Former heavyweight boxing champion Charles “Sonny” Liston was a mysterious figure, especially outside the ring.   There were questions about him concerning his incarceration before his boxing career, his connections to organized crime, his ability to interact with fans and the general public.  Even when he lost the second of his two bouts with Muhammad Ali, he generated questions as to why that happened.   This biography of Liston by Paul Gallender is an attempt to answer some of these questions and also portray Liston in a manner that was very different than the manner the press did so during Liston’s life.

Throughout the book, Gallender will compare what Liston’s actions and thoughts were about his training, his fights, his manner of handling his celebrity status and his career to those same topics as they were covered by the press.   The reader will see the difference.   Gallender gathered much of his information through research and interviews of those people who were involved with Liston.   The quality of his research shows as there are many new stories and details that even avid boxing fans of the era will be surprised to know. 

This biography does not delve with great detail about aspects of Liston’s life that were not related to his boxing career.  Of course there is good information on his childhood and excellent writing about his relationship with his wife (her loyalty to her husband was very touching) but there was a good balance of those types of passages mixed in with the boxing aspects of Liston’s life.  I was hoping to read mostly about the boxing and was happy with this aspect of the book.
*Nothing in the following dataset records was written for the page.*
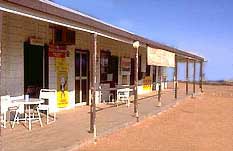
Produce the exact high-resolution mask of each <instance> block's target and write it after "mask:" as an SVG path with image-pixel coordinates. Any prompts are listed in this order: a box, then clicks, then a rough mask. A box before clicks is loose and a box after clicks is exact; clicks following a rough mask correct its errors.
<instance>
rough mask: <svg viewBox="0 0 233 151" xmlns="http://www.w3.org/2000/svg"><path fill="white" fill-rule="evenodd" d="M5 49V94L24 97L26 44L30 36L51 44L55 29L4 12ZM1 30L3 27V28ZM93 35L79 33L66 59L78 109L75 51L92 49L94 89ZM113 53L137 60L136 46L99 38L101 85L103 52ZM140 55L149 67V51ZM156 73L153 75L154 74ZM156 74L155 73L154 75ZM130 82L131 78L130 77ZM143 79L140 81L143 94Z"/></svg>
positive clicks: (54, 86) (140, 53) (91, 34)
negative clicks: (132, 46) (39, 38)
mask: <svg viewBox="0 0 233 151" xmlns="http://www.w3.org/2000/svg"><path fill="white" fill-rule="evenodd" d="M0 25H2V32H1V33H2V47H1V48H2V49H1V53H0V54H1V56H2V57H1V62H2V64H1V72H0V84H1V88H3V89H2V90H1V94H9V95H21V94H23V93H24V72H23V71H24V54H23V52H24V42H25V41H27V40H28V38H29V37H33V36H34V37H37V38H42V39H43V40H44V43H45V44H49V42H50V41H51V39H52V30H51V29H50V28H49V23H46V22H42V21H37V20H34V19H30V18H26V17H22V16H17V15H14V14H9V13H5V12H4V13H2V22H1V24H0ZM0 28H1V26H0ZM92 47H93V35H92V34H90V33H86V32H82V31H76V42H75V45H71V46H67V49H68V50H69V52H70V55H69V57H67V58H66V60H67V62H68V64H69V73H68V75H69V76H68V90H69V98H70V106H69V107H68V108H67V109H69V108H73V107H74V106H75V49H81V50H89V52H90V66H89V68H90V77H91V78H90V87H91V86H92V80H93V79H92V72H93V48H92ZM101 50H109V51H111V55H114V56H119V57H129V58H134V57H135V50H134V49H133V47H132V45H130V44H126V43H123V42H119V41H115V40H111V39H108V38H105V37H101V36H98V38H97V51H98V52H97V54H98V56H97V83H99V82H100V62H99V61H100V51H101ZM139 55H140V56H141V57H142V69H145V65H146V48H144V47H140V48H139ZM151 73H152V72H151ZM151 75H152V74H151ZM127 78H128V82H129V81H130V76H129V75H128V76H127ZM118 84H122V79H121V73H120V61H119V70H118ZM141 85H142V80H141V81H139V93H143V91H141V90H140V87H142V86H141ZM49 88H50V89H56V88H57V75H56V69H55V58H52V57H50V58H49ZM89 96H90V97H89V101H90V100H91V89H90V90H89ZM98 102H99V93H97V103H98Z"/></svg>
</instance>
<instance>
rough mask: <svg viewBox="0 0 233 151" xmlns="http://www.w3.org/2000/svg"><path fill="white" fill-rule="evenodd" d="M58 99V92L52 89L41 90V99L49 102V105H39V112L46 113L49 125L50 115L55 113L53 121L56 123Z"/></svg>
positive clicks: (38, 106)
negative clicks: (55, 122)
mask: <svg viewBox="0 0 233 151" xmlns="http://www.w3.org/2000/svg"><path fill="white" fill-rule="evenodd" d="M56 98H57V91H56V90H51V89H41V90H40V99H43V100H45V102H46V101H48V103H47V104H39V106H38V110H39V111H46V118H47V124H50V123H49V114H50V113H53V121H52V122H55V121H56Z"/></svg>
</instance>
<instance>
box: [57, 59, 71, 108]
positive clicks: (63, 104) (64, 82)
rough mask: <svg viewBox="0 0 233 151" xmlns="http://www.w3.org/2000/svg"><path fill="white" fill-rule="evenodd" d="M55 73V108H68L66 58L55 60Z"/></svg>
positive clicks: (68, 97)
mask: <svg viewBox="0 0 233 151" xmlns="http://www.w3.org/2000/svg"><path fill="white" fill-rule="evenodd" d="M56 73H57V107H58V108H64V107H68V106H69V92H68V63H67V62H66V58H56Z"/></svg>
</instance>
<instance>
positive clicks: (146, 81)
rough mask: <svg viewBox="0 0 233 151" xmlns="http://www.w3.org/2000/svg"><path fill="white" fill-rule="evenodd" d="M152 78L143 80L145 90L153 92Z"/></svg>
mask: <svg viewBox="0 0 233 151" xmlns="http://www.w3.org/2000/svg"><path fill="white" fill-rule="evenodd" d="M151 85H152V78H151V77H150V76H147V77H145V78H144V79H143V90H145V91H148V90H152V86H151Z"/></svg>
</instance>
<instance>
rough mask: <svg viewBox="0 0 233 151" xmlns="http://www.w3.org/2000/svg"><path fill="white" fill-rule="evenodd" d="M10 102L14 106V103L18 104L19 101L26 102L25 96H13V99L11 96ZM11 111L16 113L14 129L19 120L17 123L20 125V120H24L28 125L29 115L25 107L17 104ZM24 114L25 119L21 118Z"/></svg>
mask: <svg viewBox="0 0 233 151" xmlns="http://www.w3.org/2000/svg"><path fill="white" fill-rule="evenodd" d="M10 100H11V102H12V104H14V102H16V101H18V100H24V95H20V96H13V97H12V96H11V97H10ZM9 110H12V111H15V117H14V121H13V124H12V128H14V126H15V122H16V120H17V123H19V121H20V120H24V122H25V123H26V117H27V114H26V113H25V111H24V105H22V104H17V105H16V106H11V107H9ZM22 114H24V117H23V118H20V115H22Z"/></svg>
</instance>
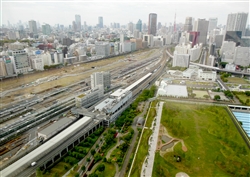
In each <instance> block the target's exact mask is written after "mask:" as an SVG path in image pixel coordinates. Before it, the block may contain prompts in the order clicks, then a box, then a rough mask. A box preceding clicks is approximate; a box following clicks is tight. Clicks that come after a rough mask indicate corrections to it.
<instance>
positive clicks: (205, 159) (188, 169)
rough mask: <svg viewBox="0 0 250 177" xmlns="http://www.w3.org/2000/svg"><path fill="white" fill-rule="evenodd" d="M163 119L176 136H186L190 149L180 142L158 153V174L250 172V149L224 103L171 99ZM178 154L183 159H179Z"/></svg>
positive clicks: (166, 108)
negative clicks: (170, 148) (247, 145)
mask: <svg viewBox="0 0 250 177" xmlns="http://www.w3.org/2000/svg"><path fill="white" fill-rule="evenodd" d="M161 123H162V124H163V125H164V126H165V127H166V128H167V129H168V132H169V134H171V135H172V136H173V137H177V138H181V139H183V140H184V143H185V145H186V147H187V149H188V151H187V152H184V151H182V149H181V144H180V143H178V144H177V145H176V146H175V148H174V152H170V153H166V154H165V155H164V157H161V156H160V155H159V153H156V157H155V162H154V169H153V176H154V177H158V176H162V175H163V176H175V174H176V173H177V172H180V171H183V172H186V173H187V174H188V175H189V176H203V177H206V176H207V177H211V176H213V177H214V176H219V177H220V176H248V175H250V174H249V166H250V161H249V156H250V152H249V149H248V147H247V146H246V144H245V143H244V141H243V139H242V137H241V136H240V134H239V133H238V131H237V129H236V128H235V126H234V124H233V122H232V120H231V119H230V117H229V115H228V113H227V111H226V110H225V108H224V107H216V106H202V105H192V104H181V103H167V104H164V108H163V113H162V119H161ZM173 124H174V125H175V126H170V125H173ZM176 129H177V130H176ZM182 129H184V130H183V131H182ZM179 131H180V132H181V133H179ZM174 155H179V156H180V157H181V158H182V161H181V162H176V161H175V160H174Z"/></svg>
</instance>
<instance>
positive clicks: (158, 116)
mask: <svg viewBox="0 0 250 177" xmlns="http://www.w3.org/2000/svg"><path fill="white" fill-rule="evenodd" d="M158 104H159V107H158V109H157V116H156V121H155V123H156V125H155V126H154V127H153V128H152V129H153V134H152V135H151V136H150V138H149V141H148V143H149V154H148V156H147V157H146V158H145V160H144V163H143V165H142V171H141V177H145V176H146V177H150V176H152V172H153V166H154V158H155V151H156V150H157V142H158V133H159V129H160V124H161V114H162V107H163V104H164V102H160V103H158ZM152 124H154V121H153V122H152Z"/></svg>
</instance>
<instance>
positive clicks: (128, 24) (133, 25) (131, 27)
mask: <svg viewBox="0 0 250 177" xmlns="http://www.w3.org/2000/svg"><path fill="white" fill-rule="evenodd" d="M128 30H129V31H130V32H131V33H133V31H134V24H133V23H132V22H129V23H128Z"/></svg>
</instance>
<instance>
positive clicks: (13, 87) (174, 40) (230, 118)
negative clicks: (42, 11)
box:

The author also gives fair coverage to controversial topics, such as whether Liston “threw” the second fight with Ali because of ties to organized crime or whether he was threatened if he didn’t lose the fight.   The official reason for many years was that Liston was injured, and the author sticks with this reason, but gives ample coverage of the other reasons bandied about through the years.
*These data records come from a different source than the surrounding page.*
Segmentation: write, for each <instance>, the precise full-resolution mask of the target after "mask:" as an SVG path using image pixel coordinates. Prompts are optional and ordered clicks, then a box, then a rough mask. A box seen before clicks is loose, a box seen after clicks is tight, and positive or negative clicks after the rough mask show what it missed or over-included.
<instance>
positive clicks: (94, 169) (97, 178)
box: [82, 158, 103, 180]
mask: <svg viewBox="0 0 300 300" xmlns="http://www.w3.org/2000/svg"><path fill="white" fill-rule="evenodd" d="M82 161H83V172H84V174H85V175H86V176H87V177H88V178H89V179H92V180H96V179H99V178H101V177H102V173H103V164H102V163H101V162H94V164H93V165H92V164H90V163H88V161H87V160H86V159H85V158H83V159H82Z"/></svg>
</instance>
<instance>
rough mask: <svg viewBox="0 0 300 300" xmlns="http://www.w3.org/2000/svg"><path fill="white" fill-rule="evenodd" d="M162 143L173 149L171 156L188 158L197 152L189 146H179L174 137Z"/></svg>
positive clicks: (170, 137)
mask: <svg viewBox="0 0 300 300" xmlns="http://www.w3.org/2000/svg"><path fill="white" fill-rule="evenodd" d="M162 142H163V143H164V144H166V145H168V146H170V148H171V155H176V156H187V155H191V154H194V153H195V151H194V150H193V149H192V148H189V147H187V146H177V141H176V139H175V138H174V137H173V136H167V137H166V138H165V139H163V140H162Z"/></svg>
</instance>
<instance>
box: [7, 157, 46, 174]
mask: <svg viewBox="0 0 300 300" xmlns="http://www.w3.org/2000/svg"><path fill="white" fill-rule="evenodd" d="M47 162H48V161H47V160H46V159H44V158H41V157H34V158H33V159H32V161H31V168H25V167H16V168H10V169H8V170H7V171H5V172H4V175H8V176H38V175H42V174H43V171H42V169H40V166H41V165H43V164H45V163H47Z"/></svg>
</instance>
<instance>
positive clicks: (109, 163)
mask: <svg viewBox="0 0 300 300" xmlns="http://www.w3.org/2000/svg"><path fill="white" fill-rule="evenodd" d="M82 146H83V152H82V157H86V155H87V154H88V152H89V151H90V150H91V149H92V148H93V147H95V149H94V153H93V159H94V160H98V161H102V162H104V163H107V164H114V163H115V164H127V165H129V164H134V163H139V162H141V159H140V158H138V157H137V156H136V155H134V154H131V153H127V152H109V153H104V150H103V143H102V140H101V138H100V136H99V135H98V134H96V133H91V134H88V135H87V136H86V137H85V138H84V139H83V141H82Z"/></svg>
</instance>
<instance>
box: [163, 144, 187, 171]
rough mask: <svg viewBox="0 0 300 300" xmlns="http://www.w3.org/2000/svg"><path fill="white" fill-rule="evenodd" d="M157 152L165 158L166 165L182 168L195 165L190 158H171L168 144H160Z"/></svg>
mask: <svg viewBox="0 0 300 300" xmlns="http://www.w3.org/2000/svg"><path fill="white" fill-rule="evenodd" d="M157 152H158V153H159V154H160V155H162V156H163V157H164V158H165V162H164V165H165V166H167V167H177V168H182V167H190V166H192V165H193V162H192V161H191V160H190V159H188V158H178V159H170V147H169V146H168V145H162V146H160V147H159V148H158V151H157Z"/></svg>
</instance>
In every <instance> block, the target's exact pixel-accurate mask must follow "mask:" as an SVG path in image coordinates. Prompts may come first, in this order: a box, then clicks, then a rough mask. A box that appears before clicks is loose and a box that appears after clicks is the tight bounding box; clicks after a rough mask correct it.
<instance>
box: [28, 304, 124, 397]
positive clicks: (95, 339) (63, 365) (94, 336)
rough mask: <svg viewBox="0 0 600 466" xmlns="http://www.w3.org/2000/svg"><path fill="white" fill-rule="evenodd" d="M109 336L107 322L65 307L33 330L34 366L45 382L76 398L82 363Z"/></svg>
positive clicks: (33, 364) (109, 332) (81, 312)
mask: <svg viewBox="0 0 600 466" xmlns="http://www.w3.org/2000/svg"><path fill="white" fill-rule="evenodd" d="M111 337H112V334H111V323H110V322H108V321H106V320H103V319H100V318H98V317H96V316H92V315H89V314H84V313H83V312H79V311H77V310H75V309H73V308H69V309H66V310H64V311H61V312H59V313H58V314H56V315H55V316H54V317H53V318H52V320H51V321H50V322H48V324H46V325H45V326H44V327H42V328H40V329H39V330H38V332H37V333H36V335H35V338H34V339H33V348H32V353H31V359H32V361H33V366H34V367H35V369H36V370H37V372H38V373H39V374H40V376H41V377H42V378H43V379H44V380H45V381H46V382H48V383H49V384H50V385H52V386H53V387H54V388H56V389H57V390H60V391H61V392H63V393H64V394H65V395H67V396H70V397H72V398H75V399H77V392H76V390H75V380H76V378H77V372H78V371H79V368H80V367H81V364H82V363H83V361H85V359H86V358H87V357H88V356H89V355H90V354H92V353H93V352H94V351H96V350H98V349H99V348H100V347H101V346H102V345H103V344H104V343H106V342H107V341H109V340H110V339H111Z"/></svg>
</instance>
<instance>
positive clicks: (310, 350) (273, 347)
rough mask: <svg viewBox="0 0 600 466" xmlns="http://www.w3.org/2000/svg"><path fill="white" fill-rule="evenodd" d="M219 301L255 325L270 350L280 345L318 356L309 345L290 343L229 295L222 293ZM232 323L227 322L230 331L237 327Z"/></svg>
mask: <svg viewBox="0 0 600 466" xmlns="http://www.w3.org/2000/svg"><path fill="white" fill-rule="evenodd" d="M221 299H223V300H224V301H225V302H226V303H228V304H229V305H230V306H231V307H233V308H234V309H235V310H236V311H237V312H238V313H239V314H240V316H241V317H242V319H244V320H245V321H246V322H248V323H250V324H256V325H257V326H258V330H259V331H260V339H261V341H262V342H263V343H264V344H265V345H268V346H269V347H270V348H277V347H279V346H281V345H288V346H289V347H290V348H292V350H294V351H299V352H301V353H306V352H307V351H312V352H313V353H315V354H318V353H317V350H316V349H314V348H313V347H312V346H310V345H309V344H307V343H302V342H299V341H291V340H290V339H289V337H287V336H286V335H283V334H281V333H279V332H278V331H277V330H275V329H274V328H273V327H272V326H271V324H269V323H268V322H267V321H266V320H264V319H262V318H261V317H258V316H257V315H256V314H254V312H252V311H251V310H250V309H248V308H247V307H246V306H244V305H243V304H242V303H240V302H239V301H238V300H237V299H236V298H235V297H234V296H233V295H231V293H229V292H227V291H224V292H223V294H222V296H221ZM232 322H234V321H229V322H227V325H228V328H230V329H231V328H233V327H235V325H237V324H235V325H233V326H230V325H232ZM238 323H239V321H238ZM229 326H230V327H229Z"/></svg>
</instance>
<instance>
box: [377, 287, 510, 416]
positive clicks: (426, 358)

Overall, this is an outstanding account of Liston’s career and life.  This type of book for this particular boxer is difficult to find in any bookstore or library.  As someone who has been intrigued with Liston’s career, I found this book to be just what I needed to read to learn more about the man. 

Did I skim?

Did I learn something new?
Yes.   Having not been old enough to understand the sport when the two fights took place, I did learn a lot of information in this book.  Those fights and Liston’s story in particular have always intrigued me and I found this book to be a wealth of information for that.

Pace of the book: 
Excellent.  Never drags and is always moving on to the next pertinent topic.   

Everything, but what I especially liked is that most of the information on Liston’s life outside the ring was covered in a manner that still connected with his boxing or his boxing related business.  There weren’t a lot of irrelevant stories or outside fluff and I found that to be very good.

This is a personal preference of mine, but something I really liked is that the author referred to Liston’s opponent in the two fights as both “Cassius Clay” and “Muhammad Ali” when appropriate – meaning that the man was named “Clay” until legally changed to “Ali.”  I believe that is best for true accuracy.  Most books will refer to him as “Ali” regardless of the time described in the particular passage.

The closest to a negative I could find is that a reader might believe that the author is very protective of Liston and may not be totally objective in his writing.  I found that not to be the case, as I believed he was simply trying to portray Liston as not quite the same person that the press did at the time.

Do I recommend? 
Yes.  Any boxing fan or historian will enjoy this book.

Book Format Read:
EBook (Kindle)

Buying Links:


  1. He was the scariest fighter of my youth. His menacing stare would make opponents knees buckle. This sounds like something I'd enjoy.
    I saw the fights with Ali live and will always believe the phantom punch was a fraud

  2. After reading this book, I wish I would have been able to see his bouts. He must have been one scary man in the ring when even Clay was afraid of him before the first fight.